Miriam Toews’ new novel brings us back to the beloved voice of her award-winning, #1 bestseller A Complicated Kindness, and to a Mennonite community in the Mexican desert. Original and brilliant, she is a master of storytelling at the height of her powers, who manages with trademark wry wit and a fierce tenderness to be at once heartbreaking and laugh-out-loud funny.

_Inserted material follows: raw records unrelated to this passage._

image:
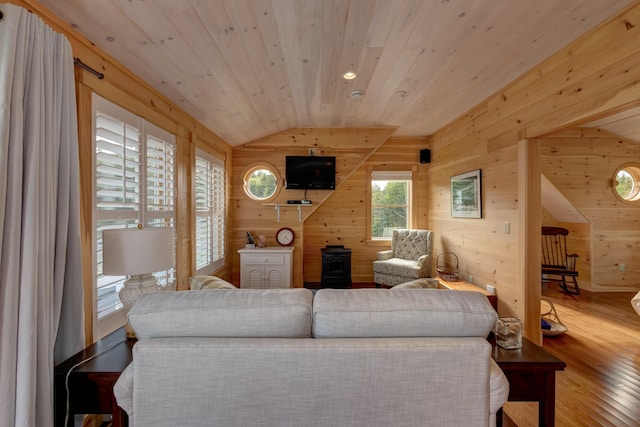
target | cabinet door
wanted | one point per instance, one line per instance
(275, 276)
(254, 275)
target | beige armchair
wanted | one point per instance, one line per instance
(408, 259)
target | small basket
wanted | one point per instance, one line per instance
(550, 317)
(447, 272)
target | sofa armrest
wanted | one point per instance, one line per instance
(425, 264)
(498, 390)
(384, 255)
(123, 390)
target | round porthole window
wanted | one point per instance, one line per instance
(261, 182)
(626, 182)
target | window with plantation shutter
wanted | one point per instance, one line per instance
(134, 167)
(210, 209)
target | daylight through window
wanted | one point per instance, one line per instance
(390, 202)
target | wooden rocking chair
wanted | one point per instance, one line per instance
(557, 264)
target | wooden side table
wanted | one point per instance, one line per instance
(531, 373)
(91, 384)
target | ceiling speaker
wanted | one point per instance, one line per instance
(425, 156)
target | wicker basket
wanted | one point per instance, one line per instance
(448, 272)
(550, 316)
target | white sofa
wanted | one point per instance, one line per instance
(284, 357)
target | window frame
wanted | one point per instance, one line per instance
(633, 170)
(254, 167)
(150, 139)
(216, 209)
(412, 197)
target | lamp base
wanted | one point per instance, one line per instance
(135, 286)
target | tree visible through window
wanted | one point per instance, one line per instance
(261, 182)
(627, 182)
(390, 202)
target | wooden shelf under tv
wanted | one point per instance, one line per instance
(277, 207)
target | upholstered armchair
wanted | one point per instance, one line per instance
(408, 259)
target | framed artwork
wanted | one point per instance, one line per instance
(466, 196)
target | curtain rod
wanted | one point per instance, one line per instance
(81, 64)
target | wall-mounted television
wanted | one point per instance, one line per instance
(310, 172)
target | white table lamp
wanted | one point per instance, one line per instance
(137, 253)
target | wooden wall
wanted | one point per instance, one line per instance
(336, 217)
(593, 77)
(581, 164)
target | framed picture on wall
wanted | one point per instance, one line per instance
(466, 195)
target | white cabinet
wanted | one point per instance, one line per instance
(269, 267)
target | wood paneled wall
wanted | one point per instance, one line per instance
(581, 164)
(336, 217)
(589, 79)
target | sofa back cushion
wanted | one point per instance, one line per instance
(401, 313)
(245, 313)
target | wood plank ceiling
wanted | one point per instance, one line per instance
(250, 68)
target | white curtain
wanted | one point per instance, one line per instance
(41, 314)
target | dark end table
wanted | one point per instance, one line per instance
(91, 383)
(531, 373)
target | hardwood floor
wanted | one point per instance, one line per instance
(601, 384)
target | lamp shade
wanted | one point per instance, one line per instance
(131, 251)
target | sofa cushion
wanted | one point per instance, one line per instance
(341, 313)
(209, 282)
(255, 313)
(425, 283)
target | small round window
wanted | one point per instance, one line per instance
(626, 182)
(261, 182)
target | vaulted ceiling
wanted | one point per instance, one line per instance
(250, 68)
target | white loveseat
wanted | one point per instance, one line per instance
(284, 357)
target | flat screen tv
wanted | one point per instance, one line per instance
(310, 172)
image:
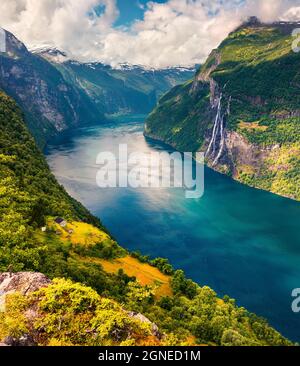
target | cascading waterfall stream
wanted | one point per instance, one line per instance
(215, 129)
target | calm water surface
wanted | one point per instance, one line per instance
(240, 241)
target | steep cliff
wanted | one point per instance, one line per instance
(241, 109)
(81, 254)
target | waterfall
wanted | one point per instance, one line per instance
(216, 128)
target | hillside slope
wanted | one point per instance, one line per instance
(242, 109)
(82, 251)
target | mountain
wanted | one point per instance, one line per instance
(123, 90)
(49, 103)
(99, 293)
(242, 109)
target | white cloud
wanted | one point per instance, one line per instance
(179, 32)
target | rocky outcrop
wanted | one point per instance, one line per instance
(23, 282)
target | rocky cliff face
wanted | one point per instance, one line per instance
(123, 90)
(27, 283)
(241, 110)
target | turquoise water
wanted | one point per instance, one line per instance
(240, 241)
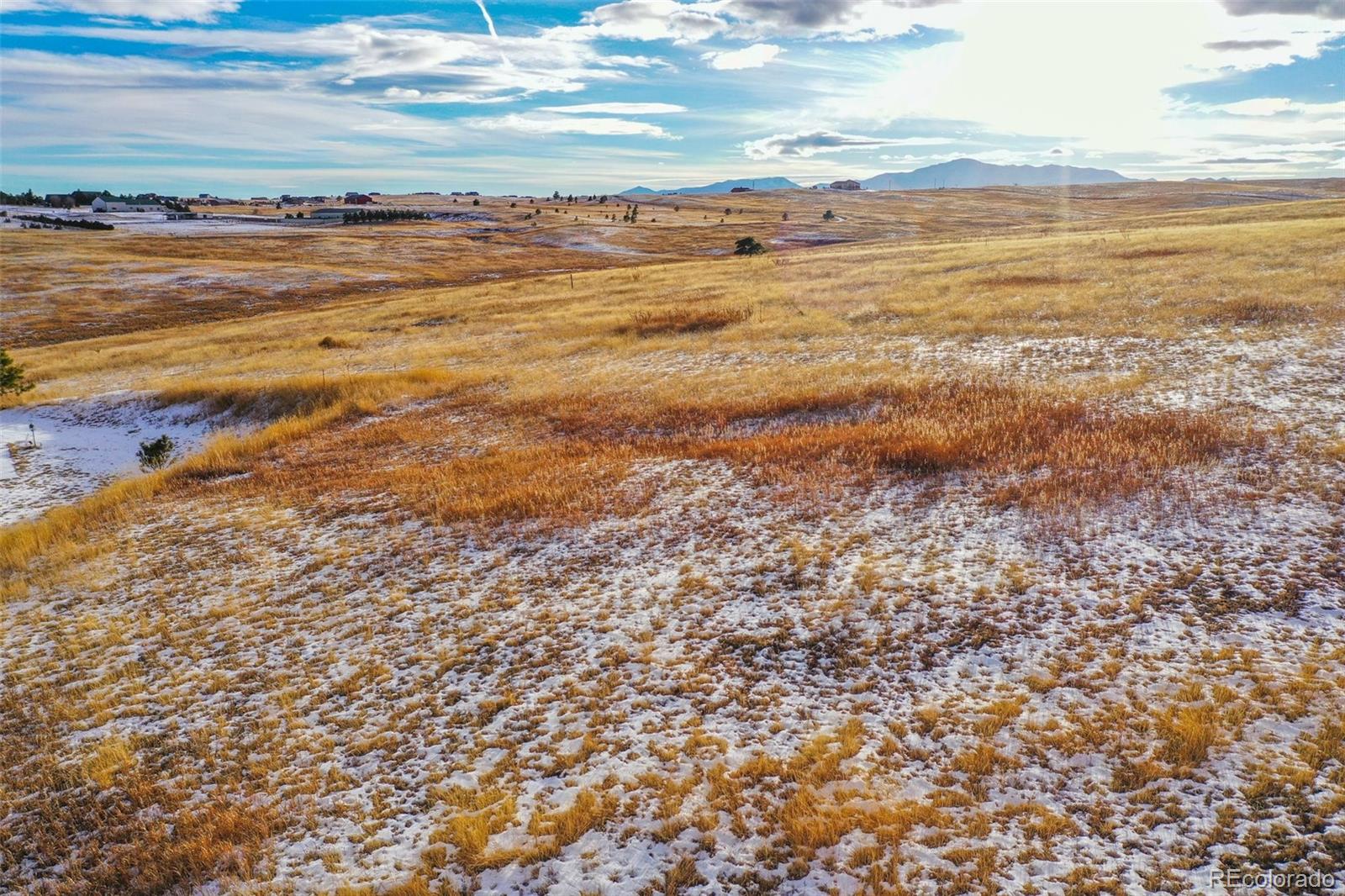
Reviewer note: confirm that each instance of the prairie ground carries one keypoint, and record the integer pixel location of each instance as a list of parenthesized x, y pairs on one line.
[(1002, 556), (76, 284)]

Irma Voth entangles love, longing and dark family secrets. The stifling, reclusive Mennonite life of nineteen-year-old Irma Voth – newly married and newly deserted and as unforgettable a character as Nomi Nickel in A Complicated Kindness – is irrevocably changed when a film crew moves in to make a movie about the community. She embraces the absurdity, creative passion and warmth of their world but her intractable and domineering father is determined to keep her from it at all costs. The confrontation between them sets her on an irrevocable path towards something that feels like freedom as she and her young sister, Aggie, wise beyond her teenage years, flee to the city, upheld only by their love for each other and their smart wit, even as they begin to understand the tragedy that has their family in its grip.
-description from the SAPL catalogue
Half-Broke Horses: A true-life novel (2009) by Jeannette Walls
This non-fiction novel charts the life of Jeannette’s grandmother. Considering how much the subVERSEive group enjoyed discussing Walls’ memoir, The Glass Castle, this one seemed to be a logical title to include amongst our choices.

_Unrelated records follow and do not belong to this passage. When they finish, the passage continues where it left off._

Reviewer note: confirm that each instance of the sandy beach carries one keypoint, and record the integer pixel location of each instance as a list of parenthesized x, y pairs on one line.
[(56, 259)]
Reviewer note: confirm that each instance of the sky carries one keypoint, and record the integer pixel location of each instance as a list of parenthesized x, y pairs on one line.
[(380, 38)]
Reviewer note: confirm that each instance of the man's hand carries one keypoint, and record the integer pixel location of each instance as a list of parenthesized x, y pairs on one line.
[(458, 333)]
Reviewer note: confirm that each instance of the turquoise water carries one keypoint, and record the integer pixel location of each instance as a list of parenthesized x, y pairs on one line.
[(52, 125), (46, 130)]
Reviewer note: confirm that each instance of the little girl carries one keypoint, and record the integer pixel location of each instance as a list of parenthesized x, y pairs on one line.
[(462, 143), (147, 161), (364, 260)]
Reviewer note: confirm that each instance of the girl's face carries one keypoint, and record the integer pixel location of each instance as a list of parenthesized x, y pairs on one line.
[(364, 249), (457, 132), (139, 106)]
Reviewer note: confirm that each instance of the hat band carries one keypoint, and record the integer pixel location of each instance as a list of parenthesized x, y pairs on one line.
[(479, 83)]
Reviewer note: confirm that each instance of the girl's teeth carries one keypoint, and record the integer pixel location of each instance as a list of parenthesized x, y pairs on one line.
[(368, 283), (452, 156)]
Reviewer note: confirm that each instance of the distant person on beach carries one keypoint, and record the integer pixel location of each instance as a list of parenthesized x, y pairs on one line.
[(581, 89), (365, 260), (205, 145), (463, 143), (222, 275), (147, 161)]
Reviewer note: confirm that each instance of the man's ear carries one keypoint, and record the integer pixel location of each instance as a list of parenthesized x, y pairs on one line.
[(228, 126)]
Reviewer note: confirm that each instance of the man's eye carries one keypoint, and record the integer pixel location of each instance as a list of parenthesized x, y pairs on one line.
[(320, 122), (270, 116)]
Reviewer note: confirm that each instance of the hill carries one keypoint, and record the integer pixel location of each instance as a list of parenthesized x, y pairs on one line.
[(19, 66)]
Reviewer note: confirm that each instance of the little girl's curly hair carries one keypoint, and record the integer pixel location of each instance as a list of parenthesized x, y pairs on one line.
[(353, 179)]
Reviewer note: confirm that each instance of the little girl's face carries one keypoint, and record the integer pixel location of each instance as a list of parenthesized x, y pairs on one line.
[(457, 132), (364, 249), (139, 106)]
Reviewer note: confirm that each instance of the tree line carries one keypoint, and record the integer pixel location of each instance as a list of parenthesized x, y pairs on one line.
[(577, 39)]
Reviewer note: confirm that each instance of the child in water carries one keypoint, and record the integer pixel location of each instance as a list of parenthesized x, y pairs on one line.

No one familiar with Walls’s affecting memoir, The Glass Castle, will be surprised by her subtitle here: Walls is a careful observer who can give true-life stories the rush and immediacy of the best fiction. Here she novelizes the life of her grandmother, giving herself just the latitude she needs to create a great story. Lily Casey Smith is one astonishing woman, tough enough to trot her pony across several hundred miles of desert to her first job when she’s only a teenager. After a brief stint in Chicago and marriage to a flim-flam man, she’s back in the West, teaching again and eventually remarrying, helping her fine new husband at the gas station, raising her children, and running hootch if she must to make ends meet during the Depression. Her story is at once simple and utterly remarkable, for this is one remarkable woman-a half-broke horse herself who’s clearly passed on her best traits to her granddaughter. Verdict: told in a natural, offhand voice that is utterly enthralling, this is essential reading for anyone who loves good fiction-or any work about the American West.
-Review by Library Journal
Waiting for Columbus (2009) by Thomas Trofimuk
This novel is by an Edmonton author, poet, and musician. His website proclaims: Thomas Trofimuk – writer, gardener, failed Buddhist. Sounds intriguing, much like the plot of his book.
Highly acclaimed Canadian novelist Thomas Trofimuk bursts onto the international literary stage with this dazzling novel, rich with all the emotional intensity of The English Patient. In a Spanish mental institution in 2004, a man who believes he is Christopher Columbus begins to tell his story. Nurse Consuela listens, hoping to discover what tragedy drove this educated, cultured man to retreat from reality. This Columbus is not heroic: he falls in love with every woman he meets, and, on land, he has absolutely no sense of direction. More troublingly, he is convinced a terrible tragedy is coming. Yet with each tale, Consuela draws closer to this lost navigator. Waiting for Columbusis richly imagined, cinematic, and often playful; a novel about truth, loss, love, and hope by a writer at the height of his powers.
-From the Hardcover edition
If you would like to read the first few pages of Irma Voth, Half-Broke Horses, and Waiting for Columbus to get a feel for each novel, search for the book in the SAPL catalogue, click on the book title to go to the catalogue record, then click on the Preview tab under Item Details (located just below the image of the book’s cover).
See you on Monday, May 16 at 7 pm for discussion of the novel Cutting for Stone by Abraham Verghese.